The presence of chance variation requires us to look more closely at the logic of randomized comparative experiments. We cannot say that any difference in the average number of pain episodes between the hydroxyurea group and the control group must be due to the effect of the drug. Even if both treatments are the same, there will always be some chance differences between the individuals in the control group and those in the treatment group. Randomization eliminates just the systematic differences between the groups.
Statistical significance
An observed effect of a size that would rarely occur by chance is called statistically significant.
The difference between the average number of pain episodes for subjects in the hydroxyurea group and the average for the control group was “highly statistically significant.” That means that a difference of this size would almost never happen just by chance. We do indeed have strong evidence that hydroxyurea beats a placebo in helping sickle-cell disease sufferers. You will often see the phrase “statistically significant” in reports of investigations in many fields of study. It tells you that the investigators found good “statistical” evidence for the effect they were seeking.
Of course, the actual results of an experiment are more important than the seal of approval given by statistical significance. The treatment group in the sickle-cell experiment had an average of 2.5 pain episodes per year as opposed to 4.5 per year in the control group.

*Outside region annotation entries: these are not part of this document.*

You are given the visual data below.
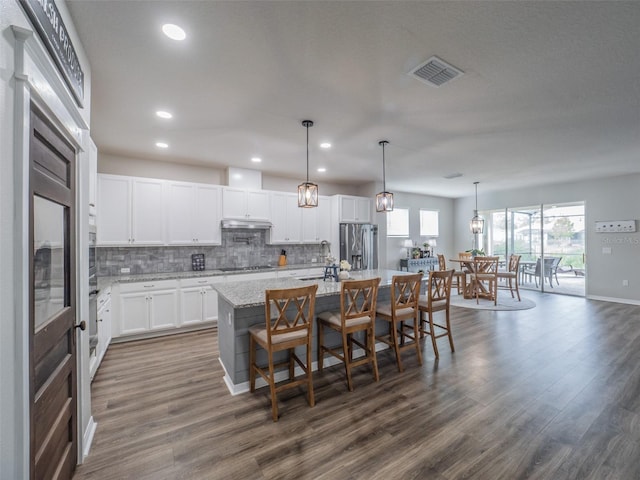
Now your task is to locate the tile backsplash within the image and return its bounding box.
[97,229,322,276]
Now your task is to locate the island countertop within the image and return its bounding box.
[211,270,410,308]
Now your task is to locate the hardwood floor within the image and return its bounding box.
[74,291,640,480]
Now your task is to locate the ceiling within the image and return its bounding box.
[67,0,640,198]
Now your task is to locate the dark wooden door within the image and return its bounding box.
[29,105,77,480]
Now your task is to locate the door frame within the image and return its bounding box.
[6,25,90,478]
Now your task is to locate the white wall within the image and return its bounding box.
[98,152,357,195]
[0,0,91,479]
[454,174,640,304]
[384,192,454,270]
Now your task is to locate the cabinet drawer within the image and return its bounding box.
[180,275,225,288]
[120,280,178,293]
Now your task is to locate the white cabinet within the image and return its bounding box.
[180,276,224,327]
[222,188,270,220]
[113,280,178,337]
[278,267,324,279]
[89,288,112,380]
[166,182,222,245]
[337,195,372,223]
[97,174,165,245]
[271,192,302,243]
[300,197,331,243]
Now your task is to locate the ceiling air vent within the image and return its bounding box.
[409,57,464,87]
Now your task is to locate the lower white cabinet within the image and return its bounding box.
[180,277,224,326]
[114,280,178,336]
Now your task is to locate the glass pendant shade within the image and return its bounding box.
[298,120,318,208]
[469,182,484,235]
[376,140,393,212]
[376,192,393,212]
[298,182,318,208]
[469,215,484,235]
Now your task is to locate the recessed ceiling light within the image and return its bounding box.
[162,23,187,40]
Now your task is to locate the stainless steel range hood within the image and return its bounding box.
[221,218,272,230]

That’s a big enough difference to be important to people with the disease. A difference of 2.5 versus 2.8 would be much less interesting even if it were statistically significant.
How large an observed effect must be in order to be regarded as statistically significant depends on the number of subjects involved. A relatively small effect—one that might not be regarded as practically important—can be statistically significant if the size of the study is large. Thus, in the sickle-cell experiment, an average of 2.50 pain episodes per year versus 2.51 per year in the control group could be statistically significant if the number of subjects involved is sufficiently large. For a very large number of subjects, the average number of pain episodes per year should be almost the same if differences are due only to chance. It is also true that a very large effect may not be statistically significant. If the number of subjects in an experiment is small, it may be possible to observe large effects simply by chance. We will discuss these issues more fully in Parts III and IV.
104
Thus, in assessing statistical significance, it is helpful to know the magnitude of the observed effect and the number of subjects. Perhaps a better term than “statistically significant” might be “statistically dissimilar.”